Do not jump to "consumer bug" before checking exchange and binding.
33. Debugging AMQP consumer issue
Symptom:
Queue depth is increasing.
Debug path:
- Are consumers connected?
- Is consumer count zero?
- Are messages ready or unacked?
- Is deliver rate lower than publish rate?
- Is ack rate lower than deliver rate?
- Are consumers failing and requeueing?
- Is redelivery rate increasing?
- Is prefetch too high or too low?
- Is downstream DB/API slow?
- Are pods restarting?
- Are channels closing due to ack misuse?
- Are messages poison due to schema/data issue?
- Is DLQ growing?
Queue depth is not always broker problem. It is often consumer/downstream problem.
34. Correctness concern: duplicate delivery
AMQP with RabbitMQ commonly gives at-least-once delivery when using manual ack and durable messaging patterns.
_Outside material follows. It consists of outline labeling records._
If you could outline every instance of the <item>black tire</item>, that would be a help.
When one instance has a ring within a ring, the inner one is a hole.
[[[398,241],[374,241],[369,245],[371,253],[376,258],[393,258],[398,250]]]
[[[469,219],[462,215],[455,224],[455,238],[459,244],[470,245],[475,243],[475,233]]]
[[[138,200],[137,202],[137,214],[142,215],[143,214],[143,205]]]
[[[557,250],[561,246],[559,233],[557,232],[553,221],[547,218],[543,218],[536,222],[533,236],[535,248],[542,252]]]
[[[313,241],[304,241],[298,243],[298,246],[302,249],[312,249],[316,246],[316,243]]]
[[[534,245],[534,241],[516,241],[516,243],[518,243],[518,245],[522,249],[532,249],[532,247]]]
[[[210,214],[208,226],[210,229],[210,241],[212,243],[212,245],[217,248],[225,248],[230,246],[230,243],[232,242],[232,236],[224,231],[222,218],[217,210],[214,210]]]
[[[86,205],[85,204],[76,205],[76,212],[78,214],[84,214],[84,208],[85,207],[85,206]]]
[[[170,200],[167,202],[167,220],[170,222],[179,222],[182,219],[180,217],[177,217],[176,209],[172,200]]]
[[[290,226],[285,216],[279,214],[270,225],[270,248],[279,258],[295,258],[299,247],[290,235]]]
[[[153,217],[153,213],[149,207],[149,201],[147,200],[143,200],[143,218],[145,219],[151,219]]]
At-least-once means duplicate delivery can happen.
Duplicate scenarios:
- consumer processes DB update then crashes before ack;
- ack frame lost due to connection close;
- publisher retries after confirm timeout;
- replay from DLQ republishes old message;
- retry topology republishes message;
- consumer manually nacks/requeues.
Therefore message must carry stable identity.
Consumer must enforce idempotency using:
- business key;
- message ID;
- inbox table;
- processed message table;
- state transition guard;
- unique constraint;
- idempotent downstream API if available.
Do not rely on RabbitMQ to prevent duplicate business effects.
35. Performance concern: connection/channel model
Performance problems can start from poor client model.
Bad patterns:
- connection per message;
- channel per message without pooling/lifecycle control;
- sharing one channel across many threads unsafely;
- too many channels from each pod;
- no publisher confirm batching;
- prefetch set arbitrarily;
- consumer thread pool larger than DB pool;
- no graceful shutdown, causing redelivery burst.
Better approach:
- long-lived connection;
- controlled channel lifecycle;
- explicit publisher concurrency model;
- explicit consumer concurrency model;
- prefetch based on processing latency and downstream capacity;
- metrics for connection/channel/publish/ack/redelivery.
36. Security/privacy concern: vhost, permission, and metadata
AMQP operations require permissions. A service should not have broad configure/write/read permissions unless necessary.
Permission concerns:
- Can producer write only to intended exchange?
- Can consumer read only intended queue?
- Can application declare topology, or is topology managed separately?
- Are topic permissions used if needed?
- Is vhost shared too broadly?
- Are credentials rotated?
- Are routing keys or headers leaking tenant/PII?
- Are DLQ and replay tools access-controlled?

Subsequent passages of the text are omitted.